WE LEFT ROME ON the Ides of January, on the last day of the Festival of the Nymphs, Cicero riding in a covered wagon so that he could continue to work-although I found it a torment trying even to read, let alone write, in that rattling, lurching carruca. It was a miserable journey, freezing cold, with snow flurries across the higher ground. By this time most of the crosses bearing the crucified rebel slaves had been removed from the Appian Way. But some still stood as a warning, stark against the whitened landscape, with a few rotted fragments of bodies attached. Gazing at them, I felt as if Crassus’s long arm had reached out after me from Rome and once again pinched my cheek.

Because we had departed in such a hurry, it had proved impossible to arrange places to stay all along our route, and on three or four nights when no inns were available we were reduced to sleeping by the roadside.
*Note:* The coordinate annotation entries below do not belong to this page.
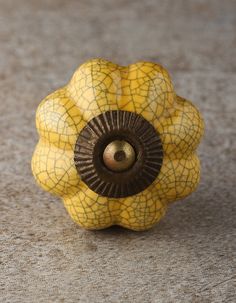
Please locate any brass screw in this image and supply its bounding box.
[103,140,136,172]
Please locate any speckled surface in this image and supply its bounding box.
[0,0,236,303]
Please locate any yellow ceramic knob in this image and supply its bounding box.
[32,59,204,230]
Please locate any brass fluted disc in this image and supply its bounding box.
[74,110,163,198]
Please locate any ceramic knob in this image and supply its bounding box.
[32,59,204,230]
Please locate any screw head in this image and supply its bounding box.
[103,140,136,172]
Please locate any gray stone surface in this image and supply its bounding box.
[0,0,236,303]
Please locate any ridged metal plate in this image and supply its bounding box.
[74,110,163,198]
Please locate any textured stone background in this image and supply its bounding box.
[0,0,236,303]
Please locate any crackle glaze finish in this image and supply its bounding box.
[32,59,204,230]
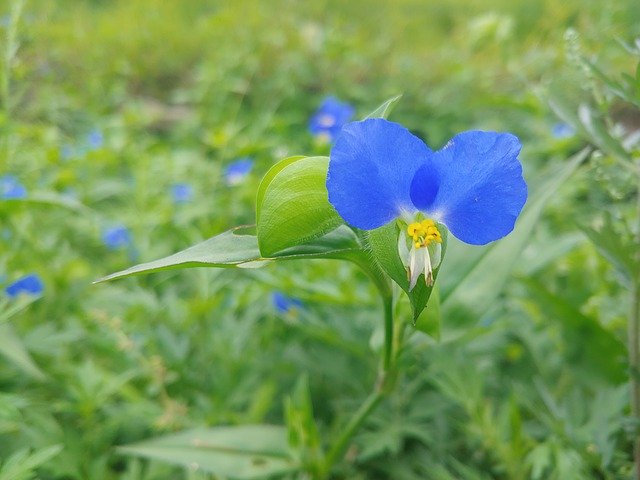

I lay with the other slaves, huddled around the campfire, while Cicero, Lucius, and young Frugi slept in the wagon. In the mountains I would wake at dawn to find my clothes starched with ice. When at last we reached the coast at Velia, Cicero decided it would be quicker to board a ship and hug the coast-this, despite the risk of winter storms and pirates, and his own marked aversion to traveling by boat, for he had been warned by a Sibyl that his death would somehow be connected with the sea.